In a report released just last month the EPA’s Inspector General found that while some states have great records at enforcing environmental laws. But in many other cases some states have simply looked the other way.


“We found that states’ concerns with regulating small and economically vital businesses and industries had an impact on whether or not they were effectively deterring non-compliance.”


Some environmental groups are not surprised by those findings. Elliot Negin is with the Natural Resources Defense Council. He says he wouldn’t expect much good to come from letting states take more responsibility for enforcing environmental laws.


“Well, it’s gonna open a whole can of worms. The states, many states have pretty bad track records when it comes to upholding environmental laws. And, the state politicians are, unfortunately, sometimes too close to the polluters through campaign contributions and what not.”


Despite those concerns, some members of Congress feel the US EPA has been too aggressive in its application of environmental laws, and that shifting more of the enforcement authority to the states would bring a certain measure of common sense to the process.


As, the two sides argue about the merits of enforcing environmental laws at the federal level or the state level. One government office says no decision should be made at all just yet. The General Accounting office says the states and the EPA should take stock of how things are working now.


The GAO just released a report that finds cutting staff at the federal level and shifting resources to the state level — in other words, just what EPA Administrator Christie Todd Whittman is proposing— is premature. John Stephenson is the Director of Natural Resources and Environment for the GAO. He says the EPA has no idea how many people it takes to properly enforce the law because its workforce plan is more than a decade old.
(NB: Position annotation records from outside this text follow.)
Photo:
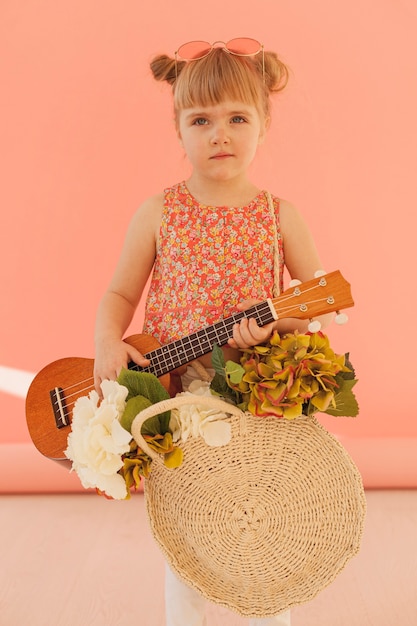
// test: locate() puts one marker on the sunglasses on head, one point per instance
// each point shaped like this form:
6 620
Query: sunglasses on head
241 46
“And, so, that’s basic information you would need to determine, number one, how many enforcement personnel that the states might need and number two how many personnel EPA headquarters might need to oversee the states.”


The GAO’s Stephenson says until some kind of workforce assessment is done. There’s little point in debating whether the EPA or the states are better suited to enforce environmental laws.


“This shift in authority, as you know, is an ongoing debate in the Congress and we feel like that there needs to be this basic workforce analysis done before either side is in a position to support their relative positions.”


The EPA agreed with the General Accounting Office’s findings. But it’s unclear whether there’s enough time to assess the agencies and states’ workforce needs before Congress approves the budget that could shift some of the enforcement authority to the states.


For the Great Lakes Radio Consortium, this is Lester Graham.

STATES TO HAVE BIGGER ENFORCEMENT ROLE? (Short Version)

The Bush Administration is proposing the Environmental Protection Agency turn over more of its enforcement authority to the states. The Great Lakes Radio Consortium’s Lester Graham explains:

Transcript

The Bush administration is proposing the Environmental Protection Agency turn over more of its enforcement authority to the states. The Great Lakes Radio Consortium’s Lester Graham reports.


In the fiscal year 2002 budget, EPA Administrator Christie Todd Whittman proposes cutting agency staff who enforce environmental laws and in their place giving states additional money to do that job. Some environmental groups say that’s a bad idea because some states have a terrible track record on enforcing environmental laws. Eileen McMahon is with the EPA’s Office of the Inspector General. That office reports states sometimes look the other way.


“We found that the state enforcement programs could be much more effective in the deterrence and non-compliance of permits.”


The Inspector General says sometimes the states don’t enforce the law when the business is vital to the local economy. For the Great Lakes Radio Consortium, this is Lester Graham.